CHRIS MATTHEWS: It may have been done that way but the President may benefit here. There is a question that has been raised in this handling of the oil spill – about the chain of command and executive authority. And here's a chance for him and somewhat in a way or somewhat in a personnel manner to insist on his role as commander in chief. In a way that hasn't been so clear during this whole oil spill matter. BP has been the front institution, not the United States government, in this whole horror down in the gulf and I think its hurt the President's standing.Enter the chorus of media elites crooning silly love songs to their brilliant leader:
I don't know about you but all my doubts about his leadership are erased. The thin-skinned POTUS fires the General he appointed and now it's time to move over Abe Lincoln - Barack Obama is back and better than ever.
Politico prepares the way for Obama's space in the history books providing a readers with The tick-tock: How President Obama took command of the McChrystal situation. You would think they were detailing the timeline of events leading up to a secret showdown with the Iranian leadership or something. Obama doesn't confront those enemies though - just the liberal Generals who think "Rolling Stone" a sufficiently war-friendly publication in which they can spill their doubts about the Progressive paragon Barack Obama.
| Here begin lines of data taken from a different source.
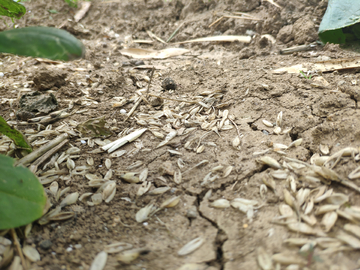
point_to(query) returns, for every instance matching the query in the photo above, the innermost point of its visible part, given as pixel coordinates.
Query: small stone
(45, 244)
(139, 63)
(166, 168)
(192, 212)
(169, 84)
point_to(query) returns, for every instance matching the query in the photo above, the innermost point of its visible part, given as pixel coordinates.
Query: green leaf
(15, 135)
(45, 42)
(22, 197)
(11, 9)
(340, 23)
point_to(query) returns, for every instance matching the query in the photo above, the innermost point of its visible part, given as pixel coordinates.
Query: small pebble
(192, 212)
(139, 63)
(169, 84)
(45, 244)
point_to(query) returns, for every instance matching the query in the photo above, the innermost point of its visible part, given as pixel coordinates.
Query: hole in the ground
(253, 127)
(294, 136)
(263, 168)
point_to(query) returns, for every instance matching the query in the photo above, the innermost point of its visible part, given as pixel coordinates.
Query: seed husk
(296, 143)
(69, 199)
(96, 198)
(279, 119)
(143, 175)
(227, 171)
(297, 241)
(158, 191)
(279, 174)
(144, 213)
(263, 191)
(353, 229)
(107, 163)
(302, 228)
(117, 247)
(109, 192)
(311, 220)
(324, 149)
(54, 187)
(108, 175)
(326, 208)
(171, 202)
(99, 261)
(129, 256)
(118, 153)
(191, 246)
(286, 258)
(130, 177)
(145, 186)
(264, 259)
(337, 198)
(277, 130)
(70, 164)
(267, 123)
(135, 165)
(302, 195)
(220, 203)
(62, 216)
(84, 196)
(266, 160)
(31, 253)
(328, 221)
(348, 239)
(177, 177)
(90, 161)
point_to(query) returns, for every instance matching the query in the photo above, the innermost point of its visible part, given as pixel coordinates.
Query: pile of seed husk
(319, 217)
(200, 113)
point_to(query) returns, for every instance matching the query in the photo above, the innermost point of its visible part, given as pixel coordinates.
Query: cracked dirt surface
(242, 73)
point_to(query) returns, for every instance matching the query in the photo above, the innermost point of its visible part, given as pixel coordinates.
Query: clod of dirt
(246, 53)
(45, 244)
(35, 102)
(304, 30)
(47, 79)
(285, 34)
(169, 84)
(156, 102)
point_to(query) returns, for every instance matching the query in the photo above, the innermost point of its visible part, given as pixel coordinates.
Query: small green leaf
(22, 197)
(15, 135)
(45, 42)
(11, 9)
(340, 23)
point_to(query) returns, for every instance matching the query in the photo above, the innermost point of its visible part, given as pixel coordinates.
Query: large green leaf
(22, 197)
(15, 135)
(11, 9)
(340, 23)
(39, 41)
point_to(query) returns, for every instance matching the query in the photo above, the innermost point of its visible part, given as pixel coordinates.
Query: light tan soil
(243, 72)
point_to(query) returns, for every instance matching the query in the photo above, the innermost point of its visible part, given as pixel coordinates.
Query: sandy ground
(236, 82)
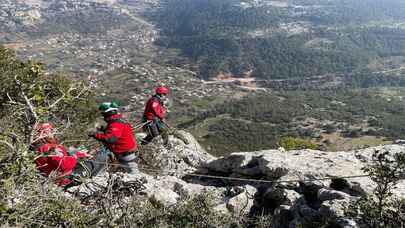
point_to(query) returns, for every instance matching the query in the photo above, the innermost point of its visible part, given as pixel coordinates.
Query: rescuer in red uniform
(154, 115)
(54, 160)
(117, 137)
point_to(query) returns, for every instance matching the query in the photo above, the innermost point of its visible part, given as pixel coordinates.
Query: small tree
(380, 209)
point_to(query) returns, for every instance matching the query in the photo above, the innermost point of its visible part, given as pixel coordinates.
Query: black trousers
(154, 129)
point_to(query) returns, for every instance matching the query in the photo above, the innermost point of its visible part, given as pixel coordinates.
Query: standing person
(154, 117)
(53, 159)
(117, 136)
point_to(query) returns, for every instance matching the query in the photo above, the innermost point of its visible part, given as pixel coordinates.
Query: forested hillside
(293, 39)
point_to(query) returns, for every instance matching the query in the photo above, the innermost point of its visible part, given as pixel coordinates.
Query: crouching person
(117, 137)
(154, 117)
(53, 160)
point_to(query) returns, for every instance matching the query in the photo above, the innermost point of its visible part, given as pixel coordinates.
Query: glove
(81, 154)
(92, 133)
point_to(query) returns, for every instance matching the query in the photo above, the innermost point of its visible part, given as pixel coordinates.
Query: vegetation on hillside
(224, 37)
(258, 121)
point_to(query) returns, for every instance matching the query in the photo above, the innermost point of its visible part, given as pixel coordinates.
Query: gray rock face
(184, 155)
(291, 203)
(243, 202)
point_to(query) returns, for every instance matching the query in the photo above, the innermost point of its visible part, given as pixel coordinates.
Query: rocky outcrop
(302, 187)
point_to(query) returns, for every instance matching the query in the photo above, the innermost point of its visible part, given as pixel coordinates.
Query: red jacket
(118, 135)
(154, 108)
(54, 158)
McChrystal is now an afterthought, a hapless victim of the "brilliant" and "diabolically clever" Barack according to Joe Klein. Klein evidently got the "brilliant" memo and adds the "diabolically clever" bit all on his own. Klein unleashes the nearest thesaurus and has a veritable adjective Mardi Gras as he paints a picture of an event set to answer all those timeless questions about Democratic leadership and the military:
It was the nature of McChrystal's blunder that made the reascension of Petraeus inevitable. It was the insular, locker-room puerility of McChrystal's team, spewing in a recent Rolling Stone article — the stone-cold belief that they had all the answers; that the civilians in charge, especially those who were members of the Democratic Party, were just a bunch of feckless chin pullers — that made the incident so dangerous; it cut far too close to the bone. It raised timeless questions about civilian authority over the military in wartime and a nagging one that has shadowed American politics since Vietnam: whether Democrats are too soft, too removed from the realities of military life, to pursue an effective national-security policy.In one fell swoop Klein recreates the whole "Team of Rivals" narrative the media loved so much at the outset of the Obama presidency:
And that is why the Petraeus appointment is at once brilliant and clever — because his prickly relationship with the President has been the symbolic heart of this problem, and now it will take center stage, in Washington and on the battlefields of Afghanistan. How it is resolved, if it is resolved, will determine the fate of Obama's presidency.Klein carefully avoids the fact the prickliness in the relationship was entirely on the President's part. Of course it is resolved, Obama no longer needs to undermine Petraeus' success in Iraq to win the election. He won as we are reminded endlessly. If anything Obama's brilliant choice was a tacit admission his demagoguery of the Surge was - how shall I say it - bullshit. Klein must know this because the rest of his piece goes to lengths to cast doubts on the counterinsurgency strategy as key to the success in Iraq while he builds to the "real question, whether this Democratic President and the military, symbolized by Petraeus, can make the adjustments necessary to live with each other." Is there any doubt who would be portrayed by the media as unable to make the necessary adjustments?
Klein, Matthews and the rest of the fawning media will never let this President fail without a fight. It should be interesting to watch what they do with Obama's polling numbers over the next few weeks. No doubt any downturn will be rationalized while any minor uptick will be proof of Obama's brilliance. Mission Accomplished.